Muito diferente de Maysa ou Cazuza, dois exemplos antagônicos nos seus estilos musicais, mas que se encontram na profundidade do sofrimento quando cantam versos dilacerantes de amor, Roberto Carlos nunca colocou matizes de tristeza nas suas canções. Nem mesmo durante ou depois da tragédia que deixou cicatrizes na sua existência com a morte da mulher, da amada amante Maria Rita, vítima de um câncer raro que a levou em dezembro de 1999. “Sempre cuidei para não falar das coisas feias do amor. Tratei de falar do amor na sua forma mais bem-sucedida”, contou ele na quarta-feira 3, durante concorridíssima entrevista coletiva para lançamento de seu novo álbum Pra sempre, o primeiro com canções inéditas desde o CD Roberto Carlos (o de Mulher de 30), lançado em 1996. É um disco no qual as expressões “amo você”, “você é meu amor”, “como eu te amo!” ou “onde o amor é capaz de chegar” pululam em cada estrofe das canções, cinco delas solitariamente compostas por ele. Neste momento, até o amigo de fé, irmão camarada, Erasmo Carlos, não foi aceito na redoma exclusiva do Rei, que precisava fazer brotar seus sentimentos da maneira mais autoral possível.

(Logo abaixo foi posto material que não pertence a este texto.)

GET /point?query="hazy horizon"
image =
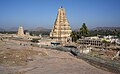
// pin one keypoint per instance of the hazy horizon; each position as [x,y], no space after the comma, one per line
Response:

São músicas que nem de leve se equiparam às das melhores fases criativas do cantor e compositor. Mas expressam e tornam ainda mais público um amor de duração indubitável. Embora escrevendo musicalmente de forma tão positiva, Roberto Carlos não consegue disfarçar a tristeza que ainda teima em vir à tona. Durante a entrevista, quando falava superficialmente das lembranças doloridas que lhe vieram à mente no momento de compor, ele se emocionou. A voz embargou, os olhos ficaram vermelhos e foi obrigado a fazer um esforço hercúleo para não chorar convulsivamente diante das quase 100 pessoas presentes. “A cada final de verso que eu compus, chorei muito”, segredou à platéia silenciosamente respeitosa. As declarações de amor nas atuais composições certamente não vão tomar a forma embrionária de clássicos. Ficaram extremamente iguais nas suas melodias emplastradas de cordas e teclados. Porém, há exceções. Elas são a faixa-título e Acróstico, a música que melhor traduz o momento robertiniano. Mais que a minha própria vida/Além do que eu sonhei pra mim/Raio de luz/Inspiração/Amor, você é assim”, diz a música cujas iniciais de cada verso, conforme o título indica, formam a expressão “Maria Rita meu amor”.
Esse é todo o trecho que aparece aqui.